In Afghanistan, as in Iraq, residents who work with U.S. troops or civilians do so at great personal risk. But the spate of violence against USAID contractors in Afghanistan appears to represent a decision by the Taliban to undercut Afghan support for the U.S. efforts, officials said. A key facet of U.S. strategy in Helmand and Kandahar is to flood those insurgent hot spots with day-labor opportunities, farming assistance and other projects that complement the military operations. But unlike gun-toting NATO troops who live on fortified bases, the workers running those projects routinely mingle with residents, making them “the definition of a soft target,” said another U.S. official in Kandahar.
“USAID now is going to have to really start scrambling to mitigate any damage to their operations,” the official said. “You don’t want to see implementers pulling back.” On Wednesday, U.S. officials in Kandahar said they discussed whether Chemonics should move to a military base because of threats.
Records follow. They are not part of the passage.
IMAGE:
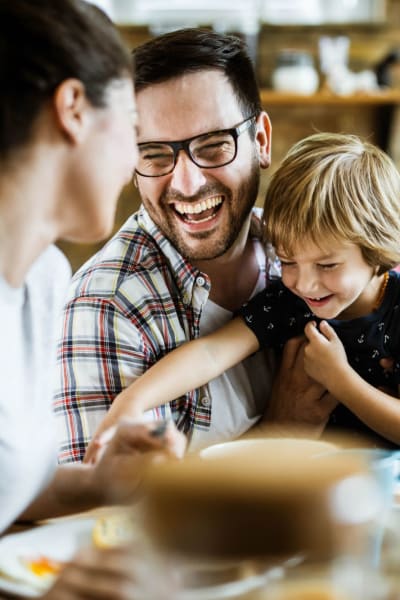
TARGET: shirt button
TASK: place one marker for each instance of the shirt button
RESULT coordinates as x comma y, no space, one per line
205,401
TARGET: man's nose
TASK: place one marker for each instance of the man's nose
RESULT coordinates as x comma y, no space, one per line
186,177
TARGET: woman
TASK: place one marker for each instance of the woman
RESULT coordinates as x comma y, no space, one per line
67,147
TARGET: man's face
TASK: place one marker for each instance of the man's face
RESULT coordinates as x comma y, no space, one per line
200,210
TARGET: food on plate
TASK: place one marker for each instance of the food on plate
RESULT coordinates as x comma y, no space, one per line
29,567
115,529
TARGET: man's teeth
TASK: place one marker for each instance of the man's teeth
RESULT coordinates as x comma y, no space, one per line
195,209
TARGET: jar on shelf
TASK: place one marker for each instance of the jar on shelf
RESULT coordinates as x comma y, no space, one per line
295,72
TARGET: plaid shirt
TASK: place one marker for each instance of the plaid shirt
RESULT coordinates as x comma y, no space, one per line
128,306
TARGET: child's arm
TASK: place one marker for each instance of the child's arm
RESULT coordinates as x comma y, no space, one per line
191,365
325,360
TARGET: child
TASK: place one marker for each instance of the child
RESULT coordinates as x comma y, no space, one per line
332,212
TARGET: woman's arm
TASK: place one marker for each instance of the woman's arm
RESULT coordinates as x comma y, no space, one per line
325,360
191,365
113,479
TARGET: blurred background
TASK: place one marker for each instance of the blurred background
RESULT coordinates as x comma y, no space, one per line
322,65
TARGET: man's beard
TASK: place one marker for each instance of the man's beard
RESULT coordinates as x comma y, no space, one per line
243,202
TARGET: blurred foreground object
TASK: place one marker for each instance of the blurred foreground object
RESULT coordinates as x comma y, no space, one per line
267,511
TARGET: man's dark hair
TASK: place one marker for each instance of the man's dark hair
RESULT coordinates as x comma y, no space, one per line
192,50
44,42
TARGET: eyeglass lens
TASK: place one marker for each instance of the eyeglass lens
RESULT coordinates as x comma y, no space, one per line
212,150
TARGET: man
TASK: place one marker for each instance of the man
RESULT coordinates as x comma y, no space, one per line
188,259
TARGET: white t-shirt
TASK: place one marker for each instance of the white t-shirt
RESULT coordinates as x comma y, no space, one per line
240,394
29,327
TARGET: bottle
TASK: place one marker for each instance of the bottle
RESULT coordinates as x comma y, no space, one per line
295,72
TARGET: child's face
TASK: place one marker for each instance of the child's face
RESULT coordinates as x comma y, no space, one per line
334,281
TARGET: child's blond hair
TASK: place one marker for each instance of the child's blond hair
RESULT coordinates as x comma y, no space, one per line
335,185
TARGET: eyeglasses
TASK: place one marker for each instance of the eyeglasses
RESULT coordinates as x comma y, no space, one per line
207,151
Michelle Millard, a Chemonics spokeswoman, said the firm could not comment, citing the “fluid security situation.” Officials are also considering whether private security firms that guard USAID contractors should coordinate with U.S. military units. At the moment, “they don’t talk to each other,” a U.S. official said. A spokesman for DAI, Steven O’Connor, said: “We’re constantly evaluating and adjusting our security procedures in response to events on the ground, and that’s what we’re doing right now in Kandahar.”